Historia w innym świetle – rozmowa z Natalią Olszewską, prezesem SKNH AP
Kamil Janicki: Siedlce nie są raczej kojarzone jako ważny ośrodek akademicki w dziedzinie historii, tymczasem koło, którego jesteś prezesem, Studenckie Koło Naukowe Historyków Akademii Podlaskiej, organizuje we współpracy z władzami uczelni i lokalnymi instytucjami dużą, czterodniową imprezę. Czy mogłabyś po krótce przedstawić naszym Czytelnikom jak działa i czym zajmuje się Wasze koło?
Natalia Olszewska: Nasze koło działa od 1993 roku, w zeszłym roku w grudniu obchodziliśmy 15-lecie jego utworzenia. Z tej okazji też zorganizowaliśmy sporą imprezę. Obecnie jest 27 członków, jesteśmy więc kołem dość licznym jak na polskie warunki. Jeździmy na różne konferencje, np. pojawiamy się na każdym Ogólnopolskim Zjeździe Historyków Studentów. Sami też organizujemy konferencje, objazdy naukowe. Większość informacji można znaleźć na naszej stronie internetowej. Faktycznie Akademia Podlaska nie jest dużym ośrodkiem akademickim, historia na naszej uczelni też nie jest może szczególnie oblegana, ale jednak staramy się działać. W naszym kole funkcjonuje też sekcja regionalistów – „Zaścianek szlachecki”. Jeśli chodzi o pracę badawczą to zajmujemy się głównie Kresami wschodnimi, bo to w końcu nasze tereny. Objazdy naukowe też najczęściej są właśnie po Kresach.
KJ: W jaki sposób zrodził się pomysł zorganizowania „Dni Historyka”? Z programu wynika, że jest to impreza współorganizowana przez szereg instytucji, o wcale nie ściśle studenckim charakterze. Kto był jej pomysłodawcą i inicjatorem?
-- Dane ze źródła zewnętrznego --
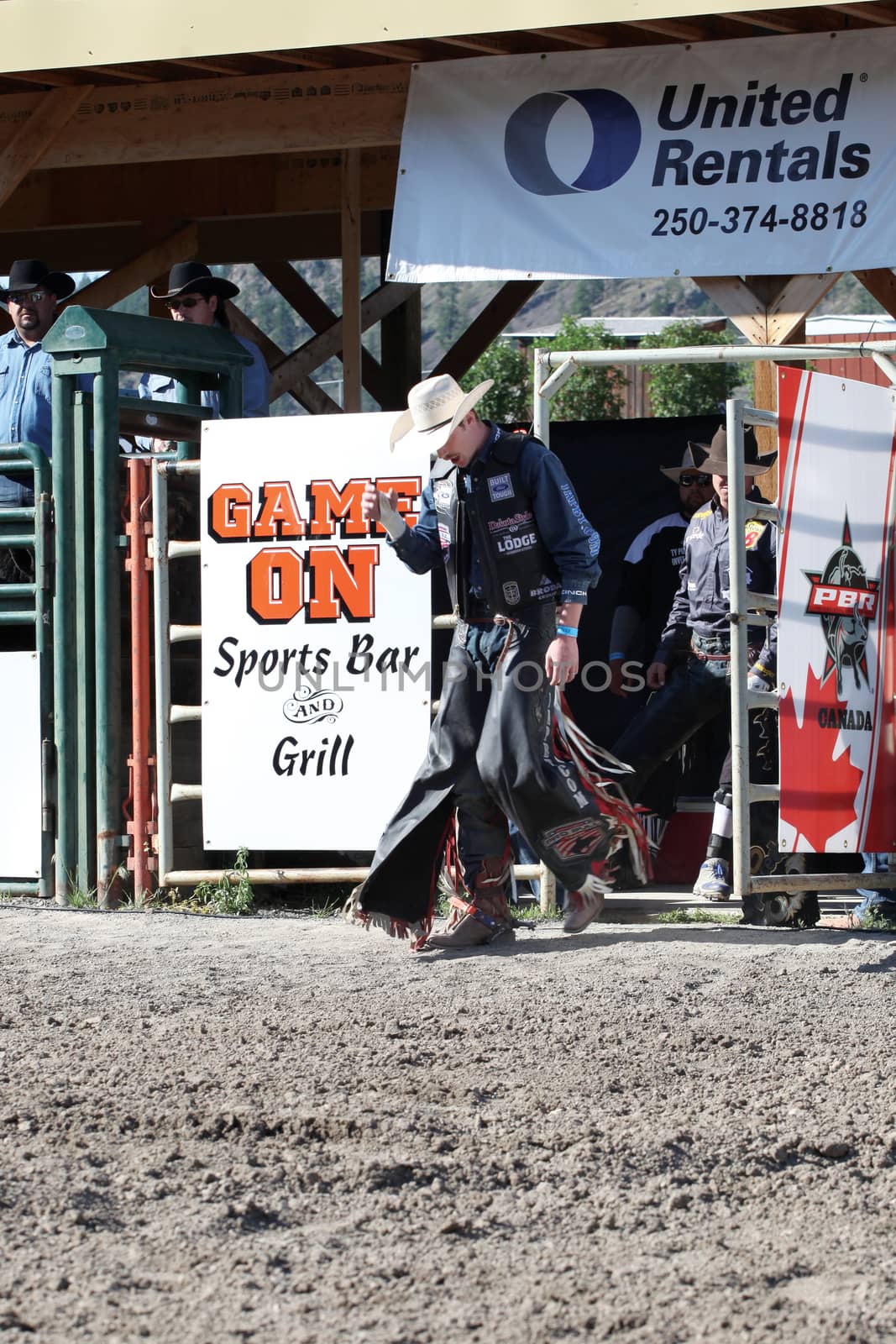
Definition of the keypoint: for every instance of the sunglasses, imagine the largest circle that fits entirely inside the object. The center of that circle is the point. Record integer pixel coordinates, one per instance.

Wasze koło, czy może np. władze uczelni?
NO: Inicjatywa została zrealizowana przez studentów, oczywiście we współpracy z władzami instytutu, które zasugerowały że można by coś takiego zorganizować. W tym roku jest to już czwarta edycja i z czego wiem była to pierwsza w Polsce taka impreza. Zainteresowanie jest dość spore, pojawiają sie nie tylko siedlczanie, ale także goście z regionu i nie tylko. W godzinach, kiedy odbywa się większość punktów programu studenci naszego instytutu są zwolnieni z zajęć, dlatego również oni pojawiają się dość licznie.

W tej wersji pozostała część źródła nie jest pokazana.